In the end I want this template to create the service provider using the local user's permissions or MSI, give it RBAC to a subscription, then use that service provider to create assets in that subscription.
main.ts (root)
provider "azurerm" {
alias = "ActiveDirectory"
subscription_id = "${var.subscriptionNucleus}"
}
provider "azurerm" {
alias = "Infrastructure"
subscription_id = "${var.subscriptionInfrastructure}"
}
module "activedirectory" {
providers = { azurerm = "azurerm.ActiveDirectory"
}
source = "./modules/activedirectory"
subscription_id_infrastructure = "${var.subscriptionInfrastructure}"
}
module "infrastructure" {
providers = { azurerm = "azurerm.Infrastructure"}
source = "./modules/infrastructure"
location = "${var.location}"
application_id =
"${module.activedirectory.service_principal_application_id}"

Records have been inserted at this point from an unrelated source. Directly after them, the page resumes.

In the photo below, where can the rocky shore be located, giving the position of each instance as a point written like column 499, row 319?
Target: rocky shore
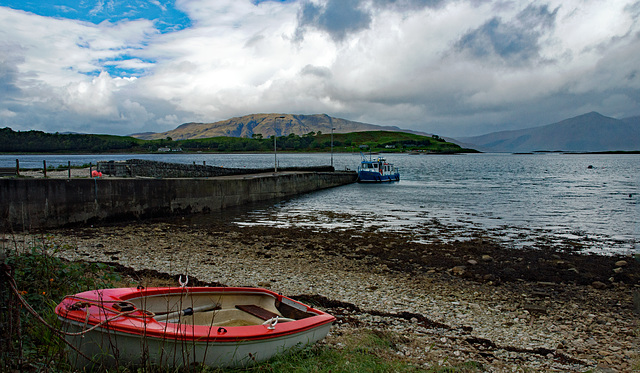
column 509, row 310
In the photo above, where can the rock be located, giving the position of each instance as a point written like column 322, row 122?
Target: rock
column 598, row 285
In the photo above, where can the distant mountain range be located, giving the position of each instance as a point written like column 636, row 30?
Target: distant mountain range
column 267, row 125
column 591, row 132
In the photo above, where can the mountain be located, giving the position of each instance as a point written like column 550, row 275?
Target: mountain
column 266, row 124
column 591, row 132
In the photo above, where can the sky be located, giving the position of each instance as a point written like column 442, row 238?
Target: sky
column 454, row 68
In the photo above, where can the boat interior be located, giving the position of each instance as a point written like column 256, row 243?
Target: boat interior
column 220, row 309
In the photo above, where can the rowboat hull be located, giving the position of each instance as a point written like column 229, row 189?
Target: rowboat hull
column 221, row 337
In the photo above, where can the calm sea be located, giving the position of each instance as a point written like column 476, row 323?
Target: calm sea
column 587, row 202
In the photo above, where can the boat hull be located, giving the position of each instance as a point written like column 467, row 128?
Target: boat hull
column 109, row 349
column 376, row 177
column 102, row 335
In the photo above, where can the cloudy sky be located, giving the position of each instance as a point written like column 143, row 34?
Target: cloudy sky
column 449, row 67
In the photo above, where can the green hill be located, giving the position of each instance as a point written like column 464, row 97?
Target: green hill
column 41, row 142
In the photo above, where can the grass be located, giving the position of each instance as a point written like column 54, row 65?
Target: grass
column 43, row 279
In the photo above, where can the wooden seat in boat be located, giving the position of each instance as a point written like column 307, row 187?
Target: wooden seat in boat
column 257, row 311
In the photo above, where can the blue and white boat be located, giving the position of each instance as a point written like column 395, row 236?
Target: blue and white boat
column 377, row 170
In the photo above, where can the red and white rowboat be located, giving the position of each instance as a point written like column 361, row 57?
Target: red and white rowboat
column 182, row 326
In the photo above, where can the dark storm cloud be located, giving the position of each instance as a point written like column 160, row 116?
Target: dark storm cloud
column 337, row 18
column 515, row 42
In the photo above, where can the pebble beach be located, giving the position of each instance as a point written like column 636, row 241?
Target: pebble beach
column 530, row 310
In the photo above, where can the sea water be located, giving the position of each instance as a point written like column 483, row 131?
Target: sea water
column 588, row 202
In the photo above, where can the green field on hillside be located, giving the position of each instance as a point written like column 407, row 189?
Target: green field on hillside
column 376, row 141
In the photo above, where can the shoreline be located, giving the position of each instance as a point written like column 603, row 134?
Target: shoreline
column 455, row 302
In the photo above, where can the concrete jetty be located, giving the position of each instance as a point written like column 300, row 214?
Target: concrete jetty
column 34, row 203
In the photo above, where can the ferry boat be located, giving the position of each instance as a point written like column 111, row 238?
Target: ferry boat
column 377, row 170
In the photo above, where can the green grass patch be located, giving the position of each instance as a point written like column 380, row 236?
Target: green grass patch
column 43, row 280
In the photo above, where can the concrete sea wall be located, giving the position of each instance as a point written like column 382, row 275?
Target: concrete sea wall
column 27, row 203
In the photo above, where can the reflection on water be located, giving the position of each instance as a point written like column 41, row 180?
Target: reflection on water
column 587, row 202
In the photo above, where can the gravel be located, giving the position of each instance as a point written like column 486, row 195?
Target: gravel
column 443, row 315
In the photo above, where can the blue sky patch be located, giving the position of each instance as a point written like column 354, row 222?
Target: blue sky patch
column 166, row 16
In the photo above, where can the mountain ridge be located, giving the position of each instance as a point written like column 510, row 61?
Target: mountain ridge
column 267, row 125
column 590, row 132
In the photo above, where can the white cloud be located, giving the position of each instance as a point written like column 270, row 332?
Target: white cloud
column 452, row 67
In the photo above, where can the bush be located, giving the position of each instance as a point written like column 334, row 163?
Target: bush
column 42, row 280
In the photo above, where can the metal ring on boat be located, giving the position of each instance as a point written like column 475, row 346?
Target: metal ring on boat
column 271, row 323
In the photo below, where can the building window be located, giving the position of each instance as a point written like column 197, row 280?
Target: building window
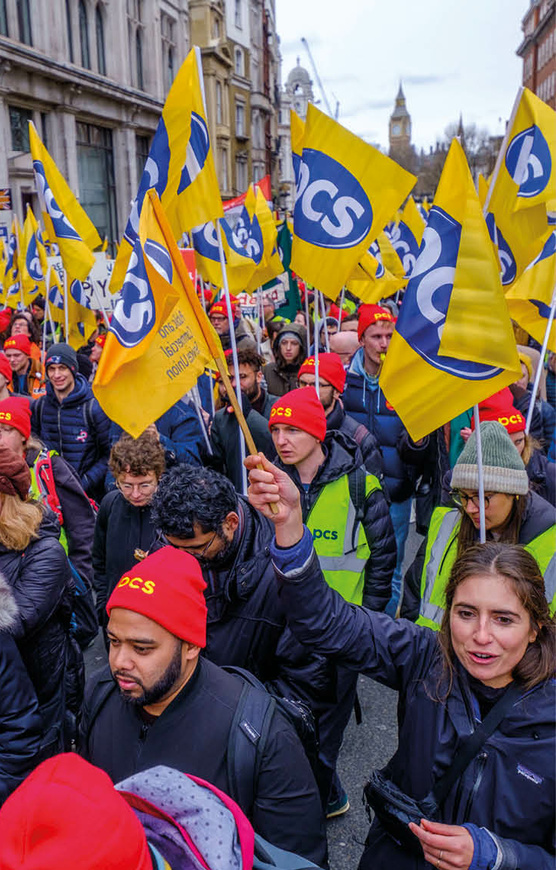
column 219, row 113
column 24, row 21
column 84, row 35
column 69, row 29
column 240, row 119
column 142, row 148
column 97, row 186
column 168, row 32
column 101, row 53
column 139, row 58
column 3, row 19
column 223, row 153
column 241, row 173
column 19, row 125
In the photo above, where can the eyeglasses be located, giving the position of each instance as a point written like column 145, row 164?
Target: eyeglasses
column 144, row 488
column 462, row 499
column 193, row 551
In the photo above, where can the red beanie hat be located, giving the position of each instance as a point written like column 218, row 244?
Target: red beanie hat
column 330, row 369
column 16, row 412
column 167, row 587
column 510, row 418
column 302, row 410
column 5, row 367
column 370, row 314
column 68, row 814
column 19, row 342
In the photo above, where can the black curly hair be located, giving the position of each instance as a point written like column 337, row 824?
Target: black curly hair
column 189, row 495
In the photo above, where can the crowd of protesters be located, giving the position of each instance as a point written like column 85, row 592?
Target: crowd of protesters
column 239, row 599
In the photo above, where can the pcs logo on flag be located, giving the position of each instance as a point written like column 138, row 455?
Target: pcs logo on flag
column 135, row 312
column 322, row 216
column 528, row 161
column 428, row 296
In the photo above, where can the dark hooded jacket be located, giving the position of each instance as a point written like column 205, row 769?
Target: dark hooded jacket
column 342, row 456
column 42, row 585
column 79, row 430
column 281, row 377
column 121, row 529
column 20, row 719
column 507, row 789
column 368, row 445
column 246, row 626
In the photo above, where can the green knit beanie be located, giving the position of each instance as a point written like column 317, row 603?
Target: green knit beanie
column 503, row 468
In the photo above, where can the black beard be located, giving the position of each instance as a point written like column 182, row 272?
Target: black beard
column 161, row 687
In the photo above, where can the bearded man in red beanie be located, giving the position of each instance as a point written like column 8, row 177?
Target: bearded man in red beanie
column 160, row 702
column 345, row 510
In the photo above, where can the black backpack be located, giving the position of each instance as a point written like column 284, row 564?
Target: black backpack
column 249, row 733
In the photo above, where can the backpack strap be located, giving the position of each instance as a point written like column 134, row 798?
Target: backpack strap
column 248, row 738
column 357, row 478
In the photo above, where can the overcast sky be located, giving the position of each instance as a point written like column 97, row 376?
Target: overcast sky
column 452, row 56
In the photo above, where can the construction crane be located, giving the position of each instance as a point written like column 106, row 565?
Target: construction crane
column 319, row 83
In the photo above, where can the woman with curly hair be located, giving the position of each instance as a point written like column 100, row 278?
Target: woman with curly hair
column 124, row 532
column 494, row 775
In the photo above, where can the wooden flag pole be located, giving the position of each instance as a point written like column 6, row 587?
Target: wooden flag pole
column 482, row 521
column 540, row 365
column 214, row 347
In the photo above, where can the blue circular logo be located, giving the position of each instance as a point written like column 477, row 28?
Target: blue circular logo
column 196, row 153
column 427, row 297
column 529, row 162
column 331, row 208
column 205, row 242
column 135, row 312
column 508, row 266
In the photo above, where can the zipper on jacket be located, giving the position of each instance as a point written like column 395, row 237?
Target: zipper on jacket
column 481, row 764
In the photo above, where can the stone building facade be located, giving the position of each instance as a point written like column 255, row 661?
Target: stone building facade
column 93, row 76
column 538, row 49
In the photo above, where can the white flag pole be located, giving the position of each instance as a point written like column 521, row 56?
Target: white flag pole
column 538, row 373
column 234, row 351
column 482, row 521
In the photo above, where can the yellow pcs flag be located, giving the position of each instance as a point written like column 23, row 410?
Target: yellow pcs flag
column 347, row 191
column 160, row 339
column 523, row 183
column 180, row 165
column 66, row 221
column 453, row 345
column 34, row 265
column 532, row 296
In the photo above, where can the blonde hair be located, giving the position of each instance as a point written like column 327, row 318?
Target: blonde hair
column 19, row 521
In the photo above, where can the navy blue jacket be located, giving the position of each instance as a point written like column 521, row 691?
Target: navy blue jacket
column 403, row 461
column 508, row 789
column 78, row 429
column 21, row 725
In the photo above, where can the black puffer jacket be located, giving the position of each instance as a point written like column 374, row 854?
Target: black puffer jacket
column 20, row 719
column 342, row 456
column 368, row 445
column 41, row 581
column 120, row 530
column 246, row 625
column 281, row 377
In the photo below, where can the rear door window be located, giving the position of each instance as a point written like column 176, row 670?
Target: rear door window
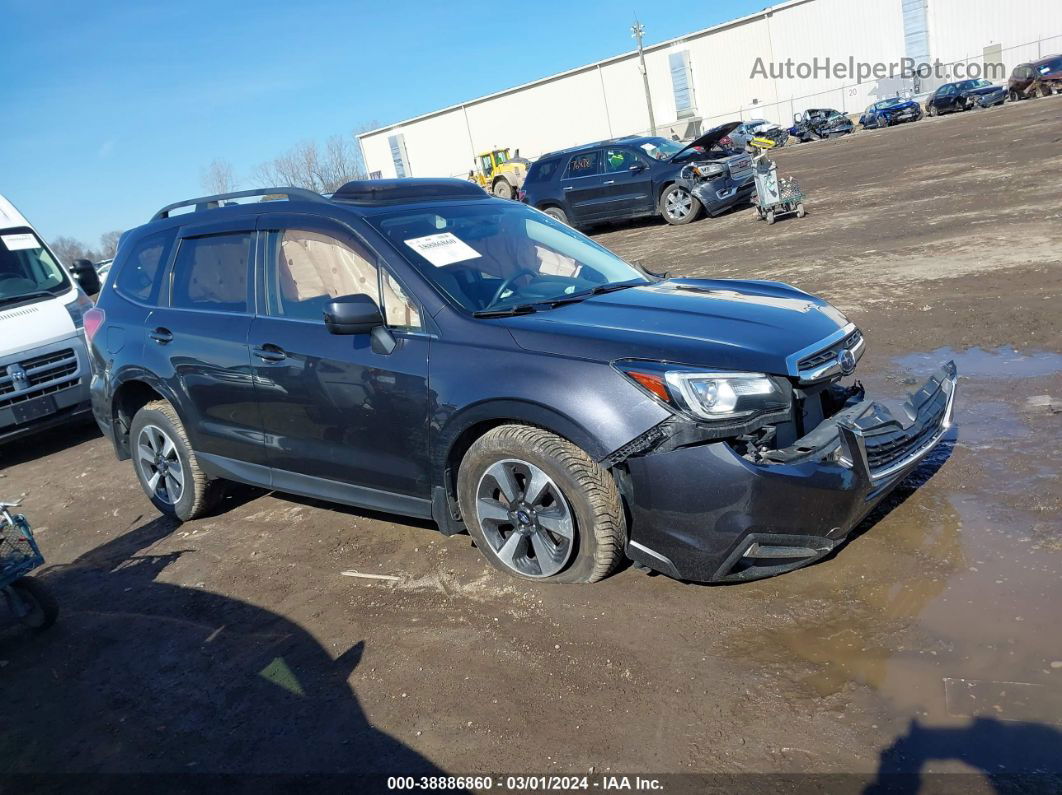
column 543, row 171
column 585, row 163
column 210, row 273
column 138, row 277
column 619, row 159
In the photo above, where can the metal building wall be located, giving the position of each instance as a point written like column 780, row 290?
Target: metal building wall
column 605, row 100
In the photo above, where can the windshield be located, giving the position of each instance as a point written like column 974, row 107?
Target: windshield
column 27, row 269
column 500, row 255
column 662, row 149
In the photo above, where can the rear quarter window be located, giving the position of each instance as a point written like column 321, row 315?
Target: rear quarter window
column 139, row 270
column 543, row 171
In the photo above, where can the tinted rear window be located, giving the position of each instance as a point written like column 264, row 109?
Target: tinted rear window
column 140, row 270
column 543, row 171
column 585, row 163
column 211, row 273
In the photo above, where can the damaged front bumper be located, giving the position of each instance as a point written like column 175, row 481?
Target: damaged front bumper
column 705, row 513
column 721, row 194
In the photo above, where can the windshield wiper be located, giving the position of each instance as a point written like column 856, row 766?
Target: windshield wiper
column 599, row 290
column 553, row 303
column 26, row 296
column 507, row 312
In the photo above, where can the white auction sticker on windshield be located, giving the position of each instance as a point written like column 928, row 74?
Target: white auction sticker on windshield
column 19, row 242
column 442, row 249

subscription_id = "${var.subscriptionInfrastructure}"
prefix = "${var.prefix}"
}
main.ts (./modules/infrastructure)
data "azurerm_azuread_service_principal" "serviceprincipal" {
application_id = "${var.application_id}"
}
provider "azurerm" {
alias = "InfrastructureSP"
subscription_id = "${var.subscription_id}"
client_id = "${var.application_id}"
client_secret = "secret"
tenant_id =
"${data.azurerm_client_config.clientconfig.tenant_id}"
}
For Azure Service Principal, there are two ways to use the service principal.
First: If you already have a service principal and want to use it in the Terraform. You can make use of the Terraform Data and the test like this:
data "azurerm_azuread_service_principal" "sp" {
application_id = "21f3e1de-54e2-4951-9743-c280ad7bd74a"
}
output "test" {
value = "${data.azurerm_azuread_service_principal.sp.id}"
}
The screenshot of the result is here:
Second: You don't have the service principal and you can just create a service principal in the Terraform like this:
resource "azurerm_azuread_service_principal" "test" {
application_id = "${azurerm_azuread_application.test.application_id}"
}
resource "azurerm_azuread_service_principal_password" "test" {
service_principal_id = "${azurerm_azuread_service_principal.test.id}"
value = "your pasword"
end_date = "2020-01-01T01:02:03Z"
}
Then, no matter which way you choose, there is an important step you should do for most resources. The step is that you need to create the role to give the permission and then assign it to the resource which needs. You can do that like this:
resource "azurerm_role_assignment" "test" {
scope = "yourScope" # the resource id
role_definition_name = "the Role In need" # such as "Contributor"
principal_id = "your service principal id"
}
Hope this will help you.
There is currently no working "depends_on" that works with modules that is not a hack (null_reference). This means that if you are breaking your template into modules(separating concerns) your order of operation is required to be correct to complete this successfully as one module will not know that the data source of service provider has to wait on the previous module to complete. I have had to break this into 2 separate templates where the first creates the service principal and the second has the modular separation that can then use a data source of azurerm_azuread_service_principal.
Once Hashicorp can implement the module depends_on, this will become easier.